“Angel and the Dying Unknown” donated by prestigious New York foundation

A statue depicting a loving guardian angel holding and protecting a serviceman in his last moments of life was dedicated Monday at Dover Air Force Base.

The "Angel and the Dying Unknown," a half-ton memorial to those soldiers, sailors, airmen and Marines who give their lives for their country, was donated by the Newington-Cropsey Foundation of Hastings on Hudson, N.Y. The $40,000 cast bronze statue was donated to the base Center for the Families of the Fallen, and was sculpted by Greg Wyatt, director of the foundation's Academy of Art.

Wyatt is a world-renowned artist whose work is on display at museums and galleries across the country, including the Harry Truman Library, Vanderbilt University and the Department of State.

The Center for the Families of the Fallen is a reception area for the next of kin of military personnel killed in combat. It provides them with access to counselors and other persons who can help them deal with their grief and the many issues confronting families suddenly faced with decisions none of them are prepared to make.

The new statue is at the center of the Center's meditation garden, surrounded by landscaping meant to provide a quiet place for introspection and reflection.

It was first unveiled in 2012, and has been on temporary display at locations including Fort Monroe, Va., and at the headquarters for the American Legion in Washington, D.C.

Wyatt came up with the central idea for the statue after interviewing military personnel who have been in battle and who have had the chance to reflect on their experiences.

"I do believe art has a capacity that's very special, especially with the language of sculpture, in which there is the capacity for viewers and guest to encounter the work, to view it in its formal properties and designs," Wyatt said.

In keeping with that, and going against many museums' edicts that people not touch artistic works, Wyatt wants people to experience this sculpture in a very real way.

"When works are in the open air and they are permanently placed in specific and meaningful locations, such as here in the Meditation Garden, I encourage people to touch the sculpture," he said. "It's a connection that's quite natural."

Col.
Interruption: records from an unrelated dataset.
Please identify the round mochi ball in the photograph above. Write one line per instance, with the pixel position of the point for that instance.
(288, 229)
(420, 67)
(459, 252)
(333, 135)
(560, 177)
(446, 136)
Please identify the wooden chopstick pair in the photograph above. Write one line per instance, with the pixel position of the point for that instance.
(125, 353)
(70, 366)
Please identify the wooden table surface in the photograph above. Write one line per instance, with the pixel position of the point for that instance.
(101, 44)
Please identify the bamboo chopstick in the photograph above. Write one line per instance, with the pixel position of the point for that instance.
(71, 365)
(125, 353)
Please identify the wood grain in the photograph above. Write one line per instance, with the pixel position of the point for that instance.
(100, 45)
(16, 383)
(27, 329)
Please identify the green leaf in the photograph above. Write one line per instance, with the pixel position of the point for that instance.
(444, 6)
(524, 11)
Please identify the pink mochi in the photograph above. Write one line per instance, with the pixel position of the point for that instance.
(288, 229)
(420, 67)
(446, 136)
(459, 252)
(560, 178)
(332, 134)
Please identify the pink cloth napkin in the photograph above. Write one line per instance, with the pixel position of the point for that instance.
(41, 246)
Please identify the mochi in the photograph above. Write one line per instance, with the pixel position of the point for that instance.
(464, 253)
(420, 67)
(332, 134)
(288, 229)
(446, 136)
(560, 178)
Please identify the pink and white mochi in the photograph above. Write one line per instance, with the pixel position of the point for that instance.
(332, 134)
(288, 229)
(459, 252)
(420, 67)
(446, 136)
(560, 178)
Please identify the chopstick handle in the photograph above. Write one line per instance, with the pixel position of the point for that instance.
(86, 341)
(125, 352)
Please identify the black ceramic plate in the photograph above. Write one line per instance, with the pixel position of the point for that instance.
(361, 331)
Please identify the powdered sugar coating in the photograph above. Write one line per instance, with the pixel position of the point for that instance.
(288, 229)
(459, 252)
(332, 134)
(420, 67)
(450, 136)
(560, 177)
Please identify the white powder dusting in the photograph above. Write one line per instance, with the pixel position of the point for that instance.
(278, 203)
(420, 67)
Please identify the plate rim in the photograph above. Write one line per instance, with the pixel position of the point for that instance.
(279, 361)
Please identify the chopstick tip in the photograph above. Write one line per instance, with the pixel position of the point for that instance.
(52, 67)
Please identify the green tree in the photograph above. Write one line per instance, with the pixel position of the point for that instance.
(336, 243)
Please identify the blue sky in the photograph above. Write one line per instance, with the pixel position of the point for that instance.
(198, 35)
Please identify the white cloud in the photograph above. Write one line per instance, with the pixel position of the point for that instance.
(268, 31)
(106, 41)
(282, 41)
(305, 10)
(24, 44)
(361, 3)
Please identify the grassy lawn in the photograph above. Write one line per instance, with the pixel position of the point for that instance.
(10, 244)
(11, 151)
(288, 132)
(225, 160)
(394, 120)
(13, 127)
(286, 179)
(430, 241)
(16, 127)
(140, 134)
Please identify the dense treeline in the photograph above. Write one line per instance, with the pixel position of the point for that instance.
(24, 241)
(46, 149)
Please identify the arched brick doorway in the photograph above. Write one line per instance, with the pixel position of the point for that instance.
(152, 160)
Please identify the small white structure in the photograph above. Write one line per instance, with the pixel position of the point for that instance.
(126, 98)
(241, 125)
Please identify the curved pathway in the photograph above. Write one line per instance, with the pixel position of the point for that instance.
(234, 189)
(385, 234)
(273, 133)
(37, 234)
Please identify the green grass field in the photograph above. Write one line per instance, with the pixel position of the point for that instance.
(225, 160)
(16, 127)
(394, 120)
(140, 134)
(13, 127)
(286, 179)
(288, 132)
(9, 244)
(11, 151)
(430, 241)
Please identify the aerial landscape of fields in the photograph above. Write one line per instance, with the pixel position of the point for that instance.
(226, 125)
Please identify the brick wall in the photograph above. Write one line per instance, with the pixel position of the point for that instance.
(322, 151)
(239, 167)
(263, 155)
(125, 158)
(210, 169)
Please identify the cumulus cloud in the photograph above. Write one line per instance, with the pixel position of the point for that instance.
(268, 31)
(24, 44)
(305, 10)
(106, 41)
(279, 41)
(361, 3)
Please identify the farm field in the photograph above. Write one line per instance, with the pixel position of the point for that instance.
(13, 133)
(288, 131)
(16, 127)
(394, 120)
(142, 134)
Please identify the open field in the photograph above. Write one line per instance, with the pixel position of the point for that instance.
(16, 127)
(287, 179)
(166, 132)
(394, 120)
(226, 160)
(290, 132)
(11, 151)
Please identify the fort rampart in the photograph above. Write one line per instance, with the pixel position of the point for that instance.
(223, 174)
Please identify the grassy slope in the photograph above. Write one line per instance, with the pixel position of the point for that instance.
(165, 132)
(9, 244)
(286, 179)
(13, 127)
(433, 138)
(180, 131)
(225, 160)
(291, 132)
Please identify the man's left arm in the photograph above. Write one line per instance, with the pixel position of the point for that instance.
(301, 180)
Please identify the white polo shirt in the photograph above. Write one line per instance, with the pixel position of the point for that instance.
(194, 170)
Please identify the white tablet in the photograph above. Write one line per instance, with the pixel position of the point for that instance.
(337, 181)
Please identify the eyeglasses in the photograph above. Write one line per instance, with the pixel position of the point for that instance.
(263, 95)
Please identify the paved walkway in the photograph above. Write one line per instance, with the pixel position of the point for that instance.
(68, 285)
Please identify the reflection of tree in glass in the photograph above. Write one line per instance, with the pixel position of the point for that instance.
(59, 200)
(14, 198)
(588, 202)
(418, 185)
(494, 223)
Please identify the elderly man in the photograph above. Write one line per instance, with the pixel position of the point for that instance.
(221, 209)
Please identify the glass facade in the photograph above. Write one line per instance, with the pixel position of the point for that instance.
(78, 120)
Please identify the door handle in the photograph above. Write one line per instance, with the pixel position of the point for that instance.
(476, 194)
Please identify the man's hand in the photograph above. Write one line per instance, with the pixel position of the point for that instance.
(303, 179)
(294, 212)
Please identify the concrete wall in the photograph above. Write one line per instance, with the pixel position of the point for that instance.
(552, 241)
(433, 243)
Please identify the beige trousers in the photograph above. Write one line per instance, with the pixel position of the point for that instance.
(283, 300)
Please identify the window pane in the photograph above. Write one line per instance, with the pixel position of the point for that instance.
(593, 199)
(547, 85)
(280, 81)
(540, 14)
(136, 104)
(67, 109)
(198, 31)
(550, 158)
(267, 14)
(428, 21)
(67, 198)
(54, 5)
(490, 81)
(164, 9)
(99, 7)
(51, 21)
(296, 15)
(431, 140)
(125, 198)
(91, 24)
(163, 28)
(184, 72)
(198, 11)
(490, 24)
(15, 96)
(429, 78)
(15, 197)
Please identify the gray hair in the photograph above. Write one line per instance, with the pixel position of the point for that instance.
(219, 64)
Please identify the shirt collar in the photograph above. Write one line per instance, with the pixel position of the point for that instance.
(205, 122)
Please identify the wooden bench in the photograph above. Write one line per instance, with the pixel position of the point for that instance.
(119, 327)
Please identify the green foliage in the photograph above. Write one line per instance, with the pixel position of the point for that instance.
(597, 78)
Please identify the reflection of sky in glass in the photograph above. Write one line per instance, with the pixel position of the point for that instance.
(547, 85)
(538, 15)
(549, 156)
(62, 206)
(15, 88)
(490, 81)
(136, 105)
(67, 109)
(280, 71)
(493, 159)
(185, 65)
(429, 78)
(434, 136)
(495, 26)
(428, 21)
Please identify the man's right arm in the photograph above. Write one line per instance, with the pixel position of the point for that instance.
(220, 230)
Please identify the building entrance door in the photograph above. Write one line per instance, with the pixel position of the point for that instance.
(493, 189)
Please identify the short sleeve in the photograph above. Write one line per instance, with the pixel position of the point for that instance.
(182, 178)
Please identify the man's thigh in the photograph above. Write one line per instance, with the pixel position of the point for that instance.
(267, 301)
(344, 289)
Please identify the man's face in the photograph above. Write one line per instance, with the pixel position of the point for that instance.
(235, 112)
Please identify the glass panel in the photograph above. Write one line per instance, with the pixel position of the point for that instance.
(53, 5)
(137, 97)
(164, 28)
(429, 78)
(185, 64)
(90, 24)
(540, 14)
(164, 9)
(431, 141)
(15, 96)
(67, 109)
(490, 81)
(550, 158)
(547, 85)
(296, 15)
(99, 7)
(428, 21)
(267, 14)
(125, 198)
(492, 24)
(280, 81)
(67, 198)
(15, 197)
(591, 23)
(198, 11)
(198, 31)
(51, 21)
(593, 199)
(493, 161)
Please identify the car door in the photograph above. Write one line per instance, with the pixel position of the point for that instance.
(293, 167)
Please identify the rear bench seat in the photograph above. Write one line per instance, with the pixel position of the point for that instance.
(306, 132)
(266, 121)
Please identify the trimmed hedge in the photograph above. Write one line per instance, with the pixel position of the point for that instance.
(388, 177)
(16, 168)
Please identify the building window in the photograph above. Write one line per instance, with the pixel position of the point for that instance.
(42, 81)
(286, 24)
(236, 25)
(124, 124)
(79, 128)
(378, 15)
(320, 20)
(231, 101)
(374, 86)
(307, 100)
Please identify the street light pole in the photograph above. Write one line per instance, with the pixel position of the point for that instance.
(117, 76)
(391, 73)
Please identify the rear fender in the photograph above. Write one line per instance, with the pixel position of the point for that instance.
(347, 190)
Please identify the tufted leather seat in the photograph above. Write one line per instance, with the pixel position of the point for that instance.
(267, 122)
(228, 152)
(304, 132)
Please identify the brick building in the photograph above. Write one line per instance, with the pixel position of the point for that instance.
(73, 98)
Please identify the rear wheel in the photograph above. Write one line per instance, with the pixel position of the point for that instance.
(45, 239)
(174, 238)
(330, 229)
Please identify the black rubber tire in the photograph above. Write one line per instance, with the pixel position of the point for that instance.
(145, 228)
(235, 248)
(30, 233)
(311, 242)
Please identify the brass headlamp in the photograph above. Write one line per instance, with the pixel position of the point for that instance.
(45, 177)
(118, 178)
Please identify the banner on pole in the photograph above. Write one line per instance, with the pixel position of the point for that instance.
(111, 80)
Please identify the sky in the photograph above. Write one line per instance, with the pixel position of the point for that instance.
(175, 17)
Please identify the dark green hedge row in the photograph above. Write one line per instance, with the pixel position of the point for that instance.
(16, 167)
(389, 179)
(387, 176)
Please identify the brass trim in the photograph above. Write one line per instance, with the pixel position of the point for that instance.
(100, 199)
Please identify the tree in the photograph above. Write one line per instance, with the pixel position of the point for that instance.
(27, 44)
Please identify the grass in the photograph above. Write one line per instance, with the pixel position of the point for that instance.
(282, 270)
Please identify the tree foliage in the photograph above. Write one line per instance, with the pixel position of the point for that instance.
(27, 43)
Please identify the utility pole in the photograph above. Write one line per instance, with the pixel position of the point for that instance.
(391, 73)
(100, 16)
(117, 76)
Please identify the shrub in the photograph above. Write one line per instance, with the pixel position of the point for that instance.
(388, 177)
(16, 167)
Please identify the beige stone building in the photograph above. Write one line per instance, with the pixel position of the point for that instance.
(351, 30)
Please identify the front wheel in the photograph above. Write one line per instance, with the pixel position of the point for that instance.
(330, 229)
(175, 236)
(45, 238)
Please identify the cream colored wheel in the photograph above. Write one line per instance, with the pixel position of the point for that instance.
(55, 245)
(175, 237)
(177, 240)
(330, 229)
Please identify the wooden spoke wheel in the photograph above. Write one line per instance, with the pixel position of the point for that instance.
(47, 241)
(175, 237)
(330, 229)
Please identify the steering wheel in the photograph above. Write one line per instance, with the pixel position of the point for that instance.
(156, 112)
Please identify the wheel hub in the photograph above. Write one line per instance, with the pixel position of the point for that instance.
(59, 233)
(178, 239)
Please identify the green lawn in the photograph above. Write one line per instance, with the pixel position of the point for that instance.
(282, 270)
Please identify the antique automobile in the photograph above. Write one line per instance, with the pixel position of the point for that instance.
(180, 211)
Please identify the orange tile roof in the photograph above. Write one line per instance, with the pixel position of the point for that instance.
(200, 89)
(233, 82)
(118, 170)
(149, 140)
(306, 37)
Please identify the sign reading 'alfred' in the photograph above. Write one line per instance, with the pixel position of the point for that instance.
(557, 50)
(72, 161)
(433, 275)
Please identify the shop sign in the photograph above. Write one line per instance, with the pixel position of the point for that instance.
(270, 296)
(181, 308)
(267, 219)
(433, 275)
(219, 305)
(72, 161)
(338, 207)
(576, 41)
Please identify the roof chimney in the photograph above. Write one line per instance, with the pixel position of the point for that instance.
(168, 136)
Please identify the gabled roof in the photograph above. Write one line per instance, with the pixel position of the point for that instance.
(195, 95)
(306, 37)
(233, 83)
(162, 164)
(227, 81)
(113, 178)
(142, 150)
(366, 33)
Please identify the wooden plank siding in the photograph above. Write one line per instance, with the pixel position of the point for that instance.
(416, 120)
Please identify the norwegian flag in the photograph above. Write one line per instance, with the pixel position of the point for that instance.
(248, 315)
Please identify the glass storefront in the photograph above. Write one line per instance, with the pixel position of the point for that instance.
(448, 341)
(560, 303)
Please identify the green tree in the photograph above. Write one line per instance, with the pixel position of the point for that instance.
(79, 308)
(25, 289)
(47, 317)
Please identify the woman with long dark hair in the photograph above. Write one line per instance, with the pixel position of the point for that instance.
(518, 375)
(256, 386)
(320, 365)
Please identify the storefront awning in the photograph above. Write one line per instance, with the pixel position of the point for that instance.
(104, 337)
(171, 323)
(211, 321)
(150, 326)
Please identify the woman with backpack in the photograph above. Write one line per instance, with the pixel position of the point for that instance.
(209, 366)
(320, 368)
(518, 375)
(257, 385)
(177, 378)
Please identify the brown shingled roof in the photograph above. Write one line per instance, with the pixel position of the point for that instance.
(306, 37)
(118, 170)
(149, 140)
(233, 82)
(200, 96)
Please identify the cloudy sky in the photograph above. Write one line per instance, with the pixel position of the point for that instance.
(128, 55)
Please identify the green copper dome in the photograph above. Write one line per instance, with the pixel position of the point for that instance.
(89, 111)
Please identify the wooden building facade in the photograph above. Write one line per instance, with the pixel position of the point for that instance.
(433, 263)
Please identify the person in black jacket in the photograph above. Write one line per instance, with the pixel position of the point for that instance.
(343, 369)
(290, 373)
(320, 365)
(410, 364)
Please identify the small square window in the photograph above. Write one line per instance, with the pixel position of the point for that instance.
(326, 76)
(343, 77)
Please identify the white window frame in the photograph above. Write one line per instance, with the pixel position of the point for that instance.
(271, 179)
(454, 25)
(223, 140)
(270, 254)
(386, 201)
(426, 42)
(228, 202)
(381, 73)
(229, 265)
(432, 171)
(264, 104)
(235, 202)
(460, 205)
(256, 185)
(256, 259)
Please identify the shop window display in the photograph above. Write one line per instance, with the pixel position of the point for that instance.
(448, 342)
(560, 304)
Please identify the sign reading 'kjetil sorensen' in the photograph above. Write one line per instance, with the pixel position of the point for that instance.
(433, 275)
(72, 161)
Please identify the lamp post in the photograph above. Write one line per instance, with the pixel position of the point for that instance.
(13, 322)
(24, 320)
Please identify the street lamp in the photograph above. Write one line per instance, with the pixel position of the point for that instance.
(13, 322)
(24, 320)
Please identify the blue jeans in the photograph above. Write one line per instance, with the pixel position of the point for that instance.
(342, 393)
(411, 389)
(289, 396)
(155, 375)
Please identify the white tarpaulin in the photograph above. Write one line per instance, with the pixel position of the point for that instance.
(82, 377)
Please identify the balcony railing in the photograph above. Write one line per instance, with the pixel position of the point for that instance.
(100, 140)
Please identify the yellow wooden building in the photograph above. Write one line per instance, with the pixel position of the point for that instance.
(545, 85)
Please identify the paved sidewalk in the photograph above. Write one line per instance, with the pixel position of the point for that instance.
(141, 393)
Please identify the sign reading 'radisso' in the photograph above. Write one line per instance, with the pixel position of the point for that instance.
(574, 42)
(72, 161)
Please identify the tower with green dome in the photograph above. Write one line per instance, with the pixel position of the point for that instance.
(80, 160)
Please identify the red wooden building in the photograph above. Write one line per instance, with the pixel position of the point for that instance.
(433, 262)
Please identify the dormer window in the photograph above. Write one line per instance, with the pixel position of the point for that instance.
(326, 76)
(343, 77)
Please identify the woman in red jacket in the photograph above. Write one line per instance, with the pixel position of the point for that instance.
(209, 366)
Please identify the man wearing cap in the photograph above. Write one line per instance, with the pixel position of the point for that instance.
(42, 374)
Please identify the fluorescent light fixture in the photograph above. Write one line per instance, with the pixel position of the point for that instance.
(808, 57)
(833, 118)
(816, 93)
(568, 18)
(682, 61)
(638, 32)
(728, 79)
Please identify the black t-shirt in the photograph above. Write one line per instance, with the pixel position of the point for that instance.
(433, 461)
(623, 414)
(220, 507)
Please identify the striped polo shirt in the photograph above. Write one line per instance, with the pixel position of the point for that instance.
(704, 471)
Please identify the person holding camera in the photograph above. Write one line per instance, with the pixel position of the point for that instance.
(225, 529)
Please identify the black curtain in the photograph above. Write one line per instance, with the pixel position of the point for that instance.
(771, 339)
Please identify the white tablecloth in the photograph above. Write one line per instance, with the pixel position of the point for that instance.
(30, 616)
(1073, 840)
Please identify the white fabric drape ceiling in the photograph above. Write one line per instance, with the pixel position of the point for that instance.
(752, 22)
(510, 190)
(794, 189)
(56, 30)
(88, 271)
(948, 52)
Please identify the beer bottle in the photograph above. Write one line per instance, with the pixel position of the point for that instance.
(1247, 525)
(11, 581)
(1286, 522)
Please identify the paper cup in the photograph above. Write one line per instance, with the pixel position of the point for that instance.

Richard Moore, commander of the 436th Airlift Wing at Dover AFB, called the statue an opportunity for people to have a focal point in the Meditation Garden.

"The circumstances under which families are here are unfortunate," he said. "It's one of the most difficult days of their lives. For us to have a place for them to gather and a place for them to share their thoughts and feelings, the kind of sculpture that draws those out is hugely important to us," he said.

"I would not call it a religious statue, but I would call it spiritual," he said.

"The statue, I think, is very, very appropriate and we've put it in a setting that is very appropriate," Moore added.

"What this statue will allow the people who come here on that unfortunate day is to get a sense of how important they are to our nation," added Col. John M. Devillier, commander of Air Force Mortuary Affairs Operations.

Construction on the Center for the Families of the Fallen began in November 2009, and the building was completed and dedicated in January 2010. The center works in concert with the Fisher House, an on-base lodging facility for families who travel to Dover to be here when the remains of their loved ones are returned to the United States.

More than 6,500 family members and friends of fallen service members have come to Dover since the opening of the Center.